图像融合之拉普拉斯融合（laplacian blending）

一、拉普拉斯融合基本步骤

 　　1. 两幅图像L，R，以及二值掩模mask，给定金字塔层数level。

　　2. 分别根据L，R构建其对应的拉普拉斯残差金字塔（层数为level），并保留高斯金字塔下采样最顶端的图像（尺寸最小的图像，第level+1层）：

　　　　拉普拉斯残差金字塔构建方法如下，以L图为例：

　　　　(1) 对L进行高斯下采样得到downL，OpenCV中pyrDown()函数可以实现此功能。然后再对downL进行高斯上采样得到upL，OpenCV中pyrUp()函数可以实现此功能。

　　　　(2) 计算原图L与upL之间的残差，得到一幅残差图lapL0。作为残差金字塔最低端的图像。
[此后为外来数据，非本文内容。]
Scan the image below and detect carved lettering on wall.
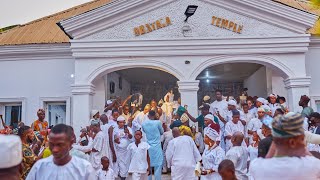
[133,17,171,36]
[211,16,243,34]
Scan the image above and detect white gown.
[89,131,107,171]
[113,127,133,177]
[26,156,96,180]
[209,100,228,150]
[225,121,246,152]
[166,136,201,180]
[200,146,225,180]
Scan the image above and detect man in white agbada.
[247,108,265,144]
[73,120,107,171]
[166,127,201,180]
[224,110,246,152]
[88,109,100,124]
[26,124,96,180]
[201,126,225,180]
[100,114,115,169]
[268,94,281,117]
[250,112,320,180]
[252,97,266,117]
[0,134,22,180]
[161,92,174,121]
[226,132,249,180]
[132,104,151,132]
[113,116,133,179]
[209,90,228,149]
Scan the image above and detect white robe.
[26,156,96,180]
[226,146,249,180]
[100,124,114,169]
[166,136,201,180]
[225,120,246,152]
[113,127,133,177]
[96,168,116,180]
[200,146,226,180]
[89,131,107,171]
[268,103,281,116]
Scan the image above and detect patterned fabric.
[33,120,48,131]
[179,125,194,139]
[272,112,304,138]
[21,144,37,179]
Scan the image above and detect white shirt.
[132,111,148,132]
[96,168,116,180]
[268,103,281,116]
[26,156,96,180]
[89,131,106,170]
[209,100,228,118]
[166,135,201,180]
[225,120,246,151]
[201,146,226,180]
[247,118,262,131]
[248,144,258,162]
[226,146,249,180]
[121,113,131,123]
[127,142,150,174]
[250,156,320,180]
[194,132,204,153]
[243,112,254,125]
[226,110,246,122]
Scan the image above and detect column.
[178,80,200,117]
[71,84,95,138]
[284,76,311,113]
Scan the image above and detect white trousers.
[132,173,148,180]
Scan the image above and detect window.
[46,102,67,126]
[4,104,22,128]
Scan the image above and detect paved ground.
[116,174,171,180]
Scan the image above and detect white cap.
[228,100,237,106]
[204,114,214,121]
[257,97,266,103]
[0,135,22,169]
[203,95,210,101]
[269,94,277,98]
[262,105,271,112]
[117,116,126,122]
[91,109,99,118]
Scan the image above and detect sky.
[0,0,91,28]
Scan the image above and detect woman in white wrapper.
[114,116,133,180]
[201,122,225,180]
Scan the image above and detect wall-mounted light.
[184,5,198,22]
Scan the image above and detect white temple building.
[0,0,320,132]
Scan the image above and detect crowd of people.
[0,90,320,180]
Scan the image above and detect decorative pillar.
[178,80,200,117]
[284,76,311,113]
[71,84,95,138]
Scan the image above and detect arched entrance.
[71,59,184,136]
[190,54,310,112]
[197,62,288,104]
[92,67,180,110]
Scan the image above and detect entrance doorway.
[197,63,287,104]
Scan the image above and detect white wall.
[243,66,268,97]
[0,57,74,125]
[92,78,106,114]
[104,72,131,99]
[272,70,288,99]
[306,38,320,110]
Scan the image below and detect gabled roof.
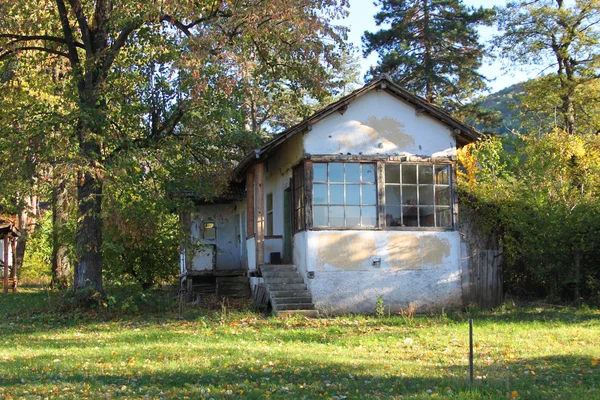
[233,75,481,180]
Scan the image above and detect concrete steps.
[261,265,319,318]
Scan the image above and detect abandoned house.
[181,77,501,315]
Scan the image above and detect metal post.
[469,319,473,383]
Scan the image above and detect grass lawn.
[0,288,600,400]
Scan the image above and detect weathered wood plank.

　　　　(3) 对downL继续进行(1) (2)操作，不断计算残差图lapL1, lap2, lap3.....lapN。这样得到一系列残差图，即为拉普拉斯残差金字塔。

　　　　(4)拉普拉斯 残差金字塔中一共有level幅图像。而我们需要保留第level+1层的高斯下采样图topL，以便后面使用。

　　3. 二值掩模mask下采样构建高斯金字塔，同样利用pyrDown()实现，共有level+1层。

　　4. 利用mask金字塔每一层的mask图，将L图和R图的拉普拉斯残差金字塔对应层的图像合并为一幅图像。这样得到合并后的拉普拉斯残差金字塔。同时利用最顶端的mask将步骤2中保留的topL和topR合并为topLR。

　　5. 以topLR为金字塔最顶端的图像，利用pyrUp()函数对topLR进行高斯上采样，得到upTopLR，并将upTopLR与步骤4中合并后的残差金字塔对应层的图像相加，重建出该层的图像。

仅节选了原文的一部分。